E-mail can spell trouble for unprepared government agencies

As millions more e-mail messages clog government inboxes, the legal consequences of e-mail delivery and storage have become a bigger issue for government agencies, an attorney who specializes in record retention cases said.

Agencies must follow strict rules dictated by the National Archives and Records Administration on retaining and archiving records, including e-mail that previously was considered casual communication.

Although there aren’t many cases where agencies have breached those rules, an increasing reliance on e-mail could make following them and fulfilling things like Freedom of Information Act requests more complicated, said David S. Cohen, a partner and co-founder of Cohen Mohr LLP in Washington.

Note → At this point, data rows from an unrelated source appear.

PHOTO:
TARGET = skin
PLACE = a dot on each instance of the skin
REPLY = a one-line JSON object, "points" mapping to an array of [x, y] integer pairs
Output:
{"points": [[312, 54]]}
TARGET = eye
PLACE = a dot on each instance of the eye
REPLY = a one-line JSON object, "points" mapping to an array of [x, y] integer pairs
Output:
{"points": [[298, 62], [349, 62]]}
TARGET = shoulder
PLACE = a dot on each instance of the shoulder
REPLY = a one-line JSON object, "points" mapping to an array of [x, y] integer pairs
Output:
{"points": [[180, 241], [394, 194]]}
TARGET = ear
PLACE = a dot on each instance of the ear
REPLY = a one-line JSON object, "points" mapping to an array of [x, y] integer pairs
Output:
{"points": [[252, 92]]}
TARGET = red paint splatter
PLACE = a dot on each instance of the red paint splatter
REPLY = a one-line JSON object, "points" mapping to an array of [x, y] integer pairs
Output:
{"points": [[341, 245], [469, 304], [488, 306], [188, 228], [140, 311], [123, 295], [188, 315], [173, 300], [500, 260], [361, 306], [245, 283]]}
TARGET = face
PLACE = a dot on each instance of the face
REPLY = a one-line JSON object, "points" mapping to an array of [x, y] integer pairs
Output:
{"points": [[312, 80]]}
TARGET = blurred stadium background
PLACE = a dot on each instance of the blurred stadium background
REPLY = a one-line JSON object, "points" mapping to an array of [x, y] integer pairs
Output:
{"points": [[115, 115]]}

“Some of the rules are counter-intuitive,” Cohen said yesterday at a seminar sponsored by Storage Technology Corp. of Louisville, Colo. “They’re sometimes complex. But they’re becoming increasingly important.”

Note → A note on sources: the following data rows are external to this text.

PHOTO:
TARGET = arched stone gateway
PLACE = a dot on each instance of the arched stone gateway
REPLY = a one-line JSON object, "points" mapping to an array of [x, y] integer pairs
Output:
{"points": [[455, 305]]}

He said an average 36 billion messages circulate throughout government agencies each year. And once employees hit “send,” they lose control over where a message eventually lands. “E-mail is treated too informally by most e-mail users,” said Cohen, urging government users to assume each e-mail they send could end up on the front page of The New York Times. “If you live by this rule, you will avoid mistakes.”

He said good agencywide e-mail practices involve comprehensive management programs, easy retrieval systems, folder size limits, and retention time lines and rules.

“The government has the same problems with e-mail and litigation as private firms do,” Cohen said.